Afdeling X. - Regelmatig werknemer.

Art. 224.§ 1. Om als regelmatig werknemer als bedoeld in artikel 93 van de gecoördineerde wet te worden beschouwd, moet een in artikel 86, § 1, 1° of 2°, van de gecoördineerde wet bedoelde werknemer gelijktijdig aan de volgende voorwaarden voldoen:
1° bij de aanvang van de arbeidsongeschiktheid (...), sedert ten minste zes maanden de hoedanigheid van uitkeringsgerechtigde hebben. <KB 2003-07-11/66, art. 5, 097; Inwerkingtreding : 01-01-2003>
(De gerechtigde moet daarenboven honderd twintig arbeidsdagen of met toepassing van artikel 203, vierde lid, gelijkgestelde dagen aantonen.) De dagen opgesomd in artikel 203, vierde lid, 4, worden echter niet meegerekend voor de toepassing van deze bepaling. <KB 2001-06-10/60, art. 41, 063; Inwerkingtreding : 01-01-2003> <KB 2003-07-11/66, art. 5, 097; Inwerkingtreding : 01-01-2003>
In afwijking van de bepalingen van het voorgaande lid, moet de seizoenarbeider, de arbeider bij tussenpozen of de deeltijdse werknemer in totaal vierhonderd (...) arbeidsuren of daarmee met toepassing van artikel 203, vierde lid gelijkgestelde uren tellen. De met toepassing van artikel 203, vierde lid, 4, gelijkgestelde uren mogen echter niet in aanmerking genomen worden voor de toepassing van deze bepaling; <KB 2001-06-10/60, art. 41, 063; Inwerkingtreding : 01-01-2003>
2° over het tijdvak dat ingaat vanaf de datum dat hij gerechtigde is geworden en loopt tot daags vóór de aanvang van zijn arbeidsongeschiktheid, aan een aantal arbeidsdagen of hiermee gelijkgestelde dagen komen van in totaal ten minste driekwart van het aantal werkdagen van het beschouwde tijdvak. Onder met arbeidsdagen gelijkgestelde dagen worden de dagen verstaan die zijn bedoeld in de artikelen 86, § 1, 1°, b), 100, 114, (114bis) en 128 van de gecoördineerde wet. <KB 1997-04-13/51, art. 10, 007; Inwerkingtreding : 06-10-1996>
Onder werkdagen worden alle dagen van het jaar verstaan, behalve de zondagen. Indien de werknemer de hoedanigheid van uitkeringsgerechtigde heeft sedert de eerste januari van het kalenderjaar vóór dat waarin de arbeidsongeschiktheid is aangevangen, wordt het refertetijdvak evenwel beperkt tot dat kalenderjaar.

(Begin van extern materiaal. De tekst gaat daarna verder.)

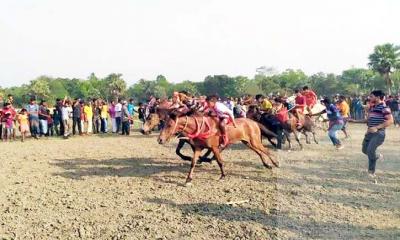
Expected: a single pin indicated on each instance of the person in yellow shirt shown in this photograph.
(104, 117)
(264, 103)
(88, 111)
(344, 109)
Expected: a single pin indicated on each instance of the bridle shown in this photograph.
(176, 124)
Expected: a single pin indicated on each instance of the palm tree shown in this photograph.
(384, 60)
(117, 85)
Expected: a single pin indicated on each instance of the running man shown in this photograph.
(344, 109)
(378, 119)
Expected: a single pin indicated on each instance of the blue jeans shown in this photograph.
(370, 143)
(332, 133)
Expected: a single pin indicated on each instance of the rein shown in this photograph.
(176, 124)
(199, 127)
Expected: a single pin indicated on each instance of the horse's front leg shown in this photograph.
(181, 143)
(197, 152)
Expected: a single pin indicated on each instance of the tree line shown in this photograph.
(383, 73)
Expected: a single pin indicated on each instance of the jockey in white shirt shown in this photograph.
(224, 114)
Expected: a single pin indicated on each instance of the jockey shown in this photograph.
(281, 112)
(301, 103)
(311, 98)
(264, 104)
(177, 104)
(224, 114)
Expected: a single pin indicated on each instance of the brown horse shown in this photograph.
(307, 126)
(247, 131)
(154, 119)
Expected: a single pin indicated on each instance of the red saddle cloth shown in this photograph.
(203, 129)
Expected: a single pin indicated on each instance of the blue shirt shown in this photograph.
(131, 108)
(378, 114)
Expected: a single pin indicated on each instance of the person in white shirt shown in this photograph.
(118, 109)
(66, 113)
(224, 114)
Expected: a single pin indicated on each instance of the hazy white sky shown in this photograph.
(188, 39)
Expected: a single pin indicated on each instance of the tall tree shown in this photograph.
(116, 84)
(40, 87)
(384, 60)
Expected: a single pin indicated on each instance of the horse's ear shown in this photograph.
(173, 115)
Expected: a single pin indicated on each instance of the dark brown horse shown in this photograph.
(155, 118)
(291, 126)
(307, 126)
(247, 131)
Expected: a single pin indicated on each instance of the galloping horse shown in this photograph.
(204, 133)
(154, 119)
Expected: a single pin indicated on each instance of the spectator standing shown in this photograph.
(104, 117)
(88, 116)
(66, 116)
(43, 118)
(23, 122)
(393, 104)
(112, 116)
(76, 117)
(118, 109)
(33, 113)
(125, 117)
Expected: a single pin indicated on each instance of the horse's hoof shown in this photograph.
(268, 166)
(188, 183)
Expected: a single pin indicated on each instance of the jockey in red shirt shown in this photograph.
(311, 98)
(301, 104)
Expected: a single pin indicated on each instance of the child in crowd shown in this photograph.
(7, 119)
(56, 121)
(50, 124)
(23, 124)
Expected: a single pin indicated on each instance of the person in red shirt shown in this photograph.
(281, 112)
(301, 104)
(311, 98)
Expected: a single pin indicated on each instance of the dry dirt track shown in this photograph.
(131, 188)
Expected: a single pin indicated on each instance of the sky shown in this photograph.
(188, 39)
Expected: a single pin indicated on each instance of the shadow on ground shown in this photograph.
(275, 221)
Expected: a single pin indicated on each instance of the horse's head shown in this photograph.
(169, 129)
(152, 121)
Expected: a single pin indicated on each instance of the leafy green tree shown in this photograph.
(188, 86)
(384, 60)
(292, 79)
(116, 84)
(221, 85)
(57, 89)
(268, 84)
(40, 87)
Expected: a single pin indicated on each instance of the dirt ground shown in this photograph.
(109, 187)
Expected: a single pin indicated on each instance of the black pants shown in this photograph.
(57, 128)
(370, 143)
(280, 135)
(125, 128)
(50, 130)
(96, 125)
(118, 122)
(61, 133)
(76, 122)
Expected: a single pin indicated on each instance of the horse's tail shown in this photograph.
(266, 132)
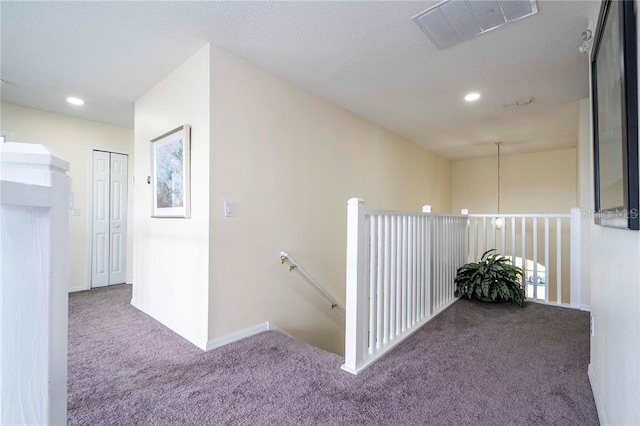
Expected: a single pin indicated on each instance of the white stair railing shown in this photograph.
(400, 273)
(34, 281)
(284, 256)
(545, 246)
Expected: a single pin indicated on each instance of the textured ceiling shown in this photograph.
(368, 57)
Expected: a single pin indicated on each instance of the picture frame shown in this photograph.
(615, 117)
(170, 174)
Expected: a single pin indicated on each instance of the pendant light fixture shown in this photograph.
(499, 221)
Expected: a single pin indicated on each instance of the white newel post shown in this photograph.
(34, 199)
(575, 258)
(356, 316)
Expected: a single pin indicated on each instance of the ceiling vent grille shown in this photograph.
(519, 102)
(454, 21)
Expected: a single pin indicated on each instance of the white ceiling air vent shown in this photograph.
(519, 102)
(453, 21)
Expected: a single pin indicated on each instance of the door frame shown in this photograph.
(88, 214)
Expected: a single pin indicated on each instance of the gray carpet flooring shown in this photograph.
(475, 364)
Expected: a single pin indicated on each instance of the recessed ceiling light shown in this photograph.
(75, 101)
(470, 97)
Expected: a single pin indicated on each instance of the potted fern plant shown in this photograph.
(493, 278)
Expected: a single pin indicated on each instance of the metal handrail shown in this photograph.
(284, 256)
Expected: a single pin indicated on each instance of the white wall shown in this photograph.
(171, 256)
(73, 139)
(289, 161)
(615, 299)
(585, 200)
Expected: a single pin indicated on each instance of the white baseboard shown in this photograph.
(202, 344)
(237, 335)
(596, 395)
(274, 327)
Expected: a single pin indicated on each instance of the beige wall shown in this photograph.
(171, 256)
(74, 139)
(539, 182)
(290, 161)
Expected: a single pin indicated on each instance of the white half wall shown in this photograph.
(73, 139)
(171, 256)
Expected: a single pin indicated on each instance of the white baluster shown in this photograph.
(476, 241)
(387, 273)
(574, 249)
(484, 233)
(524, 253)
(392, 277)
(405, 266)
(559, 260)
(357, 287)
(399, 263)
(513, 240)
(429, 259)
(379, 281)
(546, 259)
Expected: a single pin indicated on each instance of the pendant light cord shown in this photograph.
(498, 145)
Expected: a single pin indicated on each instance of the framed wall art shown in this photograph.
(170, 173)
(615, 117)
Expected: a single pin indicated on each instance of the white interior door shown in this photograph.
(100, 246)
(118, 223)
(109, 247)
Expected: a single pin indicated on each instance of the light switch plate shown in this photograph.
(228, 209)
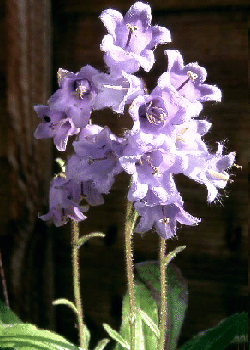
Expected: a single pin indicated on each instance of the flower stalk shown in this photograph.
(76, 281)
(129, 227)
(163, 310)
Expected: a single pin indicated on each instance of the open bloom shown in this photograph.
(115, 91)
(189, 80)
(99, 151)
(131, 38)
(163, 218)
(56, 125)
(75, 95)
(64, 202)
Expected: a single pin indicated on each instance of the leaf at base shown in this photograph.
(116, 336)
(101, 344)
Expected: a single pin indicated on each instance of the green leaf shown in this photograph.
(101, 344)
(28, 337)
(177, 294)
(116, 336)
(149, 322)
(66, 302)
(85, 238)
(173, 254)
(145, 336)
(7, 316)
(219, 337)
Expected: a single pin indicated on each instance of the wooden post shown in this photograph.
(28, 44)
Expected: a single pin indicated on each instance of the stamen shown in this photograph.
(109, 154)
(218, 176)
(191, 76)
(114, 87)
(148, 160)
(61, 74)
(61, 163)
(156, 115)
(131, 31)
(80, 92)
(179, 136)
(164, 221)
(237, 166)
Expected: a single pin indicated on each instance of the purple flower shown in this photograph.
(189, 80)
(116, 91)
(87, 188)
(75, 95)
(64, 202)
(99, 153)
(163, 218)
(210, 170)
(131, 38)
(158, 113)
(55, 124)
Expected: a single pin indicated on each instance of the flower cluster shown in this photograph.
(166, 137)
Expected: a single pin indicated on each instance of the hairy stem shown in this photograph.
(129, 227)
(163, 310)
(76, 281)
(4, 284)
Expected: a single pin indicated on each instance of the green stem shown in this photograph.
(163, 312)
(76, 281)
(129, 227)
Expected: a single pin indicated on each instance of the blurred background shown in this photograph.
(38, 37)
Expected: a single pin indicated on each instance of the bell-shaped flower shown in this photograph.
(87, 189)
(117, 91)
(189, 79)
(163, 218)
(131, 39)
(64, 202)
(210, 170)
(99, 155)
(76, 94)
(56, 125)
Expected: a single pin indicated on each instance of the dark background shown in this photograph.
(38, 37)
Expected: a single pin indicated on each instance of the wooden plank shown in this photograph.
(74, 6)
(28, 83)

Onder kalenderjaar als bedoeld in deze bepaling moet het refertejaar worden verstaan zoals het is bepaald in artikel 277.
Wanneer de werknemer de in artikel 86, § 1, 1° of 2°, van de gecoördineerde wet bedoelde hoedanigheid van gerechtigde verliest gedurende een periode van minder dan drie maanden, onderbreekt die periode het refertetijdvak niet.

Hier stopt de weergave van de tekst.